Thursday, July 22, 2010

None More Invisible -- Native Americans

Before the Iroquois' recent catapault into local news, I'm not even sure it made it to the national realm, when is the last time I heard anything about any Native American in this land?

Ralph Ellison's Invisible Man surely captured the experience of African-Americans in his day and in new forms today. But there is simply no competition in invisibility when it comes to the Native populations. It is astounding. Not once in my graduate or undergraduate studies, my teaching of graduate and post-graduate trainees have I encountered a Native American, or one identifying her/him self that way. Where are Native American students? The next to last time I heard something on the news about Native Americans it had to do with them taking revenue from New York State because they sell tax-free cigarettes on their reservations. We do have ads about Foxwoods and Mohegan Sun casinos but the Native American association is not particularly, if at all, visibible. And how informative would that be, if it appeared?

The recent news story involving the Iroquois lacross team centered on the use of their tribal documents as their passports. Though they are apparently granted American citizenship by virtue of being born in the U.S. they and the land they occupy are considered sovereign. Lacrosse is a game that originated with Native Americans and the Iroquois lacross team was set to go to England to participate in an international competition. However, England would not accept their Iroquois passports, even though the U.S. issued a special waiver that recognized them as valid for travel. The Iroquois are quoted as saying it is a matter of identity, and they did not go. They would not barter with it.

Who knows when we'll hear again about them or any other Native group living in NY State or any state for that matter.
Sure, we have the Cleveland Indians, the Atlanta Braves, Kansas City Chiefs, but these are mere holdovers of relegating a group of people to team mascots. No honor.

How many Native American creative writers do I know? One, Sherman Alexie.

How many Native Americans do I know, period? Two, a Hopi/Havasupai colleague in the mental health profession, also one of the 13 indigenous Grandmothers, and a good friend who is Native and African-American. Though I have Native blood running down from three generations back I don't identify as Native. I do feel a connection though, to the suffering, to the collaboration on survival in our histories, to the beauty of their understanding and reverence for Mother Earth and to the artistic craftsman/womanship they continue to pass down through the winters of the generations.

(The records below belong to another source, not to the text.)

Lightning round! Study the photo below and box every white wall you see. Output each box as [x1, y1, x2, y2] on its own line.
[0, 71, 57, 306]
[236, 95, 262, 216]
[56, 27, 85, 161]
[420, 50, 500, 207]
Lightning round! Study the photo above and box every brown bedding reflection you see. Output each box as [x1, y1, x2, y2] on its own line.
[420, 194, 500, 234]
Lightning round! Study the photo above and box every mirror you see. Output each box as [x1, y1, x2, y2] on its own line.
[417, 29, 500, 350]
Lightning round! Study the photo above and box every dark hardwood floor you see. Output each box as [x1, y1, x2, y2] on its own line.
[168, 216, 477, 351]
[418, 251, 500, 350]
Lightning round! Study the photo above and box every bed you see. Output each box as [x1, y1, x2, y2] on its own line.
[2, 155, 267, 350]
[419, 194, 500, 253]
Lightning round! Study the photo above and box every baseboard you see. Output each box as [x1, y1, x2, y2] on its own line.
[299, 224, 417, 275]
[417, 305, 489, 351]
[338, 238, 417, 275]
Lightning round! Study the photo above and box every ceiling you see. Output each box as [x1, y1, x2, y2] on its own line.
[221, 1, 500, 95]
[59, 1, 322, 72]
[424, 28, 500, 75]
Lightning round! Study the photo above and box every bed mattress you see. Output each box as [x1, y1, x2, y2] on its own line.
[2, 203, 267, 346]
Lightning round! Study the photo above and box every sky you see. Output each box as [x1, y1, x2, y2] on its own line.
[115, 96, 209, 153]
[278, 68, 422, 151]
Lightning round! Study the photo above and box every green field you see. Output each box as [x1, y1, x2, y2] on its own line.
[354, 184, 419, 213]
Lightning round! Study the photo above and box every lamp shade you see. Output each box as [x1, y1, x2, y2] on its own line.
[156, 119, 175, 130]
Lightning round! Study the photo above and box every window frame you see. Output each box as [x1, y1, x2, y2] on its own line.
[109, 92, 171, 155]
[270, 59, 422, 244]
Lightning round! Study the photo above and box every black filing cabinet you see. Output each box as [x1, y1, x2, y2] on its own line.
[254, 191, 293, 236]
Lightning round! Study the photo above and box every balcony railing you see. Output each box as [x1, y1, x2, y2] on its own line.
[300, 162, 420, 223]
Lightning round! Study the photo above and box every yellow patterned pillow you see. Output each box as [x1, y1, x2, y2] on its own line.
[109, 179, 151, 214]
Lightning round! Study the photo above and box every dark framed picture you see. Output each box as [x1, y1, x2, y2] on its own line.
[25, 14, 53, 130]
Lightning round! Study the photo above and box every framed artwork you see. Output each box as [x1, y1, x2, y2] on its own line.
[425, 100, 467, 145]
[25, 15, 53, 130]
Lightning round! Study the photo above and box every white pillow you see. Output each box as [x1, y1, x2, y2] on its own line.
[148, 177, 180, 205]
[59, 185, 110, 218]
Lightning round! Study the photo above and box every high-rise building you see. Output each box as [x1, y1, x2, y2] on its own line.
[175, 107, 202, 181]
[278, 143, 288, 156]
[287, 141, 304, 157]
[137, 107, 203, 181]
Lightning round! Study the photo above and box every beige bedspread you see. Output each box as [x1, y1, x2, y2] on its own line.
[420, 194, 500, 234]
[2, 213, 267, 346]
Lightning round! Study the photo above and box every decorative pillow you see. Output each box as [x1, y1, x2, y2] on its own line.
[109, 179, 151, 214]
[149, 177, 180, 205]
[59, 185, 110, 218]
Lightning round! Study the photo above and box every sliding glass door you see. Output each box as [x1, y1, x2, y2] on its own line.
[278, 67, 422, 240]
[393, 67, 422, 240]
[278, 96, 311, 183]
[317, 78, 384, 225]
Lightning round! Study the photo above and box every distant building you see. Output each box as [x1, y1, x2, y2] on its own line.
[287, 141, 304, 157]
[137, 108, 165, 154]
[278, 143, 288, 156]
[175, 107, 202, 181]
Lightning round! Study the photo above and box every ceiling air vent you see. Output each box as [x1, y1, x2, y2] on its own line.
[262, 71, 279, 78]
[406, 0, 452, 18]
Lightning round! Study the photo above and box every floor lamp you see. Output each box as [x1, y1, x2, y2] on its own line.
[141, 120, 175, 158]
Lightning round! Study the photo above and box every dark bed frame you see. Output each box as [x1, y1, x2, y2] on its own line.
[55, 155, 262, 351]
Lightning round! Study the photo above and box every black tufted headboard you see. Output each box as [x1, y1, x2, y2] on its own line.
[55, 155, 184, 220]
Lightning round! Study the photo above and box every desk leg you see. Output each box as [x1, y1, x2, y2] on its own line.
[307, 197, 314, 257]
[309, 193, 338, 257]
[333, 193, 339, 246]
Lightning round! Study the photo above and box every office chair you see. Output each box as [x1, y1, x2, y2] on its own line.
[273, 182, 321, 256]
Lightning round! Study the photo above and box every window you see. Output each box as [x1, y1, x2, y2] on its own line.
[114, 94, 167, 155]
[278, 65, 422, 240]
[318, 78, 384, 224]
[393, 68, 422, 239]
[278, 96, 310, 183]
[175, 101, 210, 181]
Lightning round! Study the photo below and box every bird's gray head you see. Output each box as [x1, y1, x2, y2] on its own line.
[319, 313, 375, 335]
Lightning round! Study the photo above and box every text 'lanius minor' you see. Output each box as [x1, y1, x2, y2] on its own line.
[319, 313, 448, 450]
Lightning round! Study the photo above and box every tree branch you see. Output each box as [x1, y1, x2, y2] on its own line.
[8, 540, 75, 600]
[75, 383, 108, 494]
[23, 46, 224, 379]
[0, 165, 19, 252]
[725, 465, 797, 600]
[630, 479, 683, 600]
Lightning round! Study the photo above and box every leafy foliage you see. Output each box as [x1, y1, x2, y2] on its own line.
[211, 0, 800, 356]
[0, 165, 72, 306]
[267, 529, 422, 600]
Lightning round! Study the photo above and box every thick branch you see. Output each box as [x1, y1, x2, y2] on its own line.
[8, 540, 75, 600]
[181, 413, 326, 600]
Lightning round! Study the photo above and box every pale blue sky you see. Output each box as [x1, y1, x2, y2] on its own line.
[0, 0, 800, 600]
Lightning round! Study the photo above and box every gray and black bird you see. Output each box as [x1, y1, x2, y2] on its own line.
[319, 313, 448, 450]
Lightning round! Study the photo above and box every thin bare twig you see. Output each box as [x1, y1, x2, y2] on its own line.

Keeping Native Americans invisible means that we do not have to face the way the trauma of genocide has decimated so many, the way that many reservations are populated with high numbers of suicidal teenagers, drunken men, victims of sexual abuse, and diabetics. Keeping Native Americans invisible means that our Nation does not have to face its own shame. But denial and amnesia will not make it go away from the soul of this country. We need to remember and to see the legacy that lives and dies among us.

If we remain silent, we collude in the invisibility. So, let's ask where the Native American students are in unviersities, diversity programs, theories of psychology and family functioning. Let's ask about Native Americans in mental health, morbidity, life span, college graduation statistics. Let's learn about the Native American tribes that live in our state and invite them to speak to us of their lives, their concerns. Let's ask our government about its current policies in regard to Native Americans, how it is meeting its accountability. Let's stop using the term 'caught red-handed' to refer to discovering someone in the act of malfesance. Let's talk about the history and present of oppression. Let's change.

1 comment:

  1. I live in Oklahoma where Native Americans are the largest minority. I was a medical officer with Indian Health Service for 25 years hence my experience with and relationship to American Indians (some prefer AI to NA) has been very different from that of someone from a state where AI are likely the smallest minority. I have as many friends who are AI as I do AA. I have art work by Indians; some I bought and some I was given.
    There are 39 tribes in Oklahoma including several of the largest tribes in the country. Three of the largest tribes: Cherokee, Choctaw and Chickasaw have become very proactive in their efforts to enlighten the community about their past and current contributions to culture and history. They have some very effective and informative public service announcements during primetime. There are no reservations in Oklahoma hence the visibility of Indian contributions to some communities is inescapable. These tribes have a variety of successful economic enterprises and they share their profits with the community. The casinos in Oklahoma last year were still the fastest growing in the country, profit wise. The state received $58 million in taxes. In addition, locally, there are contributions to public schools, fire departments, roads, etc.
    From a political perspective some may say that AA in Oklahoma may be adversely impacted by AI.
    There are some interesting dynamics within AI communities. A few months ago during a conversation with a close friend, who is 1/2 Choctaw and part Osage, she shared with me the heritage discrepancy that exists among her siblings with the same parents. She is the youngest of six and she and her two closest siblings refer to themselves as Choctaw. Her two older sibings are "of Choctaw heritage". The younger three don't know their reason.
    There is no doubt there is much that we all could learn from Indians about a lot of things. A major reason I retired from IHS when I did was to try to allow myself an opportunity to implement in other communities, especially AA, effective approaches and methods of diabetes management that had been developed and used within some Indian communities over the past thirty years. There are still many Indian communities that don't have effective programs. The United State Government is still quite remissive in fulfillment of it's promise to provide health care to Indian people.